I love butternut squash, especially when it’s easy. What I don’t love is having to cut it in half while raw (hard as hell, literally) so I can scoop the seeds out, attempt to peel it’s awkward shape, cut it into strips or cubes so I can bake it quicker than the hour it takes whole in an oven that in turn, heats my house!
I digress – I love butternut squash and I love how fast [15 minutes total!] and easy my Instant Pot (IP) makes it to cook!
Easy Butternut Squash
1 large or 2 small butternut squash
1 cup liquid, I use water
Set IP rack over liquid in bottom of IP. Carefully poke 3-4 holes in Butternut Squash using fork or tip of knife (key word, carefully), then place on rack. Close IP lid. Turn Vent knob to “Sealing”.
Press “Manual” button, then adjust cook time using “+/-“ button to 15 minutes.
IP will pressurize (about 3-5 minutes), then cook time will begin and countdown will display.
When cook time is complete, IP will beep.
Place a hand towel over vent on lid, and turn to “Venting” to quickly allow remaining pressure to release QPR).

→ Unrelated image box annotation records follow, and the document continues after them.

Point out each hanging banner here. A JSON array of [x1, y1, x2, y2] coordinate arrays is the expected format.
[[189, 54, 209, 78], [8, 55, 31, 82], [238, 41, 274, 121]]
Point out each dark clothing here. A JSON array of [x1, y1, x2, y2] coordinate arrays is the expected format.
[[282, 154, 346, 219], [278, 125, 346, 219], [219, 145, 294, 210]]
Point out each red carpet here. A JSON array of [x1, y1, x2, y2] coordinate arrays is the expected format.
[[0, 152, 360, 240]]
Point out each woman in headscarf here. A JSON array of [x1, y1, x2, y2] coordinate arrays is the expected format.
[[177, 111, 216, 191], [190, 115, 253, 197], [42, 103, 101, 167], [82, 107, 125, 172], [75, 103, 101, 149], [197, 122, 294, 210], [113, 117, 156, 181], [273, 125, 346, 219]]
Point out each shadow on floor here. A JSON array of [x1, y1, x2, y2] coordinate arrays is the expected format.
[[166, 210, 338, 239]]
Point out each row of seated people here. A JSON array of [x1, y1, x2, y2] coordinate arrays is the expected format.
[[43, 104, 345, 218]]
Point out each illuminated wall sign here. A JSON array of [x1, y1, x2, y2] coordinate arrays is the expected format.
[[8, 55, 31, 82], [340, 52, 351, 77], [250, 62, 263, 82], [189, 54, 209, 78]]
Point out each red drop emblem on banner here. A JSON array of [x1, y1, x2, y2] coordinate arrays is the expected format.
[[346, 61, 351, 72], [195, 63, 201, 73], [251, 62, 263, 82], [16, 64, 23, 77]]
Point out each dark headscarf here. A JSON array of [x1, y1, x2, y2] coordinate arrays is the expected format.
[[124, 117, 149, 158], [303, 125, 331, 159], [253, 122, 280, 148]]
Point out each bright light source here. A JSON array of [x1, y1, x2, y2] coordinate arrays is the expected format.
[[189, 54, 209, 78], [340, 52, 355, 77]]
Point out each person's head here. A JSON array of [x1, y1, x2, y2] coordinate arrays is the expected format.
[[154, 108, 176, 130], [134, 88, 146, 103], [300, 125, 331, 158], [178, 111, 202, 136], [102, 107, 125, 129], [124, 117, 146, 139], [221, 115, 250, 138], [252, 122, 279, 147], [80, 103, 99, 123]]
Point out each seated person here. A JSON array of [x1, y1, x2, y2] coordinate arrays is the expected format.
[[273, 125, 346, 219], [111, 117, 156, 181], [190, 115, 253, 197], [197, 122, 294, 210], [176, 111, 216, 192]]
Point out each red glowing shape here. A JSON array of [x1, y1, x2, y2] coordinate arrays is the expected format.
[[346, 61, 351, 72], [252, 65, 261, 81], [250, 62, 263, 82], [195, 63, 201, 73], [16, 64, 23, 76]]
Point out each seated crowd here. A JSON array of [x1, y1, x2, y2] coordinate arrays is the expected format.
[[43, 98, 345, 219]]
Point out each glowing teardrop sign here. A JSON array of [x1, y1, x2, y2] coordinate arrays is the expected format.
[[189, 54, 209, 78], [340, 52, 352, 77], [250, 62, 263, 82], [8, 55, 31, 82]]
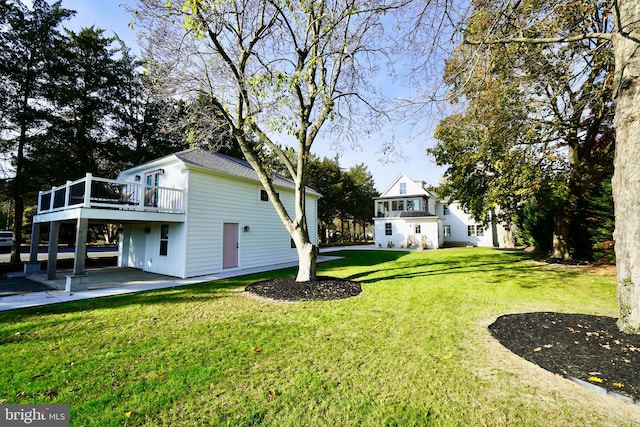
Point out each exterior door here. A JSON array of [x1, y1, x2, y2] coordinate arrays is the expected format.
[[222, 222, 238, 268], [144, 171, 160, 208]]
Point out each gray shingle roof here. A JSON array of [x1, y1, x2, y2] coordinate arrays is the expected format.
[[175, 148, 320, 196]]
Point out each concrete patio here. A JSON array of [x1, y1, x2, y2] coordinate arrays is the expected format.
[[0, 246, 373, 311]]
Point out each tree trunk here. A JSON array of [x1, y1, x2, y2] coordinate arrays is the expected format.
[[613, 0, 640, 333]]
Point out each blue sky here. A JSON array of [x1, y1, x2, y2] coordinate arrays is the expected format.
[[50, 0, 444, 191]]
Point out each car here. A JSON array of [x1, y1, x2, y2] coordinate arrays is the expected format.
[[0, 231, 13, 252]]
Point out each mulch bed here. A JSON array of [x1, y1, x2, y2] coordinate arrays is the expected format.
[[489, 312, 640, 404], [245, 276, 362, 301]]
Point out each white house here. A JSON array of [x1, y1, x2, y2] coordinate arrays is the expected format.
[[25, 149, 320, 288], [373, 173, 508, 249]]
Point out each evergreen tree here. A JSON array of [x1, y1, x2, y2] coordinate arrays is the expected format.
[[0, 0, 73, 262]]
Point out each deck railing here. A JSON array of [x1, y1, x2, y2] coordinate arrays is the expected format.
[[38, 173, 184, 214]]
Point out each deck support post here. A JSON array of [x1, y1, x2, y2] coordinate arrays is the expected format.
[[47, 221, 60, 280], [24, 222, 40, 275]]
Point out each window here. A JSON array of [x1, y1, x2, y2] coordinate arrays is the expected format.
[[144, 170, 164, 208], [160, 224, 169, 256], [391, 200, 404, 211]]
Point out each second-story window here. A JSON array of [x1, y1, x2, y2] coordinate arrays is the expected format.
[[384, 222, 393, 236], [391, 200, 404, 211]]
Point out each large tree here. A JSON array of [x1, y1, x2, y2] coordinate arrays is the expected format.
[[136, 0, 392, 281], [0, 0, 72, 262], [430, 5, 613, 259], [432, 0, 640, 333]]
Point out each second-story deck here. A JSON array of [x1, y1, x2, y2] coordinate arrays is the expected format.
[[34, 174, 184, 222]]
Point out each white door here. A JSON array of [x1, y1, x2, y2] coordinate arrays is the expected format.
[[222, 222, 238, 268]]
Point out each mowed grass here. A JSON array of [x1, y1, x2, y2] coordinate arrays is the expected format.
[[0, 248, 640, 426]]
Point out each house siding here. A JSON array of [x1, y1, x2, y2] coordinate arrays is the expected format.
[[185, 171, 317, 277], [374, 217, 441, 249]]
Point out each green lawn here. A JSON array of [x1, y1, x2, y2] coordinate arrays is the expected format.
[[0, 248, 640, 426]]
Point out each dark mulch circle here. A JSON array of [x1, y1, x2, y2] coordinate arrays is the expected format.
[[245, 276, 362, 301], [489, 312, 640, 404]]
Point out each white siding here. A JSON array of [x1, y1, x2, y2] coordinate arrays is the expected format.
[[143, 223, 187, 277], [118, 224, 147, 269], [374, 217, 442, 249], [185, 171, 317, 277]]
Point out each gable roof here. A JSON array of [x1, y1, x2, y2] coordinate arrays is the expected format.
[[376, 173, 435, 199]]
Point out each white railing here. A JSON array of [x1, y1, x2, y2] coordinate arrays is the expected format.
[[38, 173, 184, 214]]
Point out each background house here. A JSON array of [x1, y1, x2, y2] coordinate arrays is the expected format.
[[34, 149, 320, 286], [373, 173, 510, 249]]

Remove lid, and carefully transfer cooked squash to a plate.
Cut in half lengthwise, and easily scoop out seeds.
Scoop perfectly cooked butternut squash out of ‘shell’, and ENJOY.
Simply ENJOY as is, or use it to make soup, ravioli, in oatmeal [substitute for pumpkin in my Pumpkin Spice Oatmeal], pancakes or even pie! So versatile!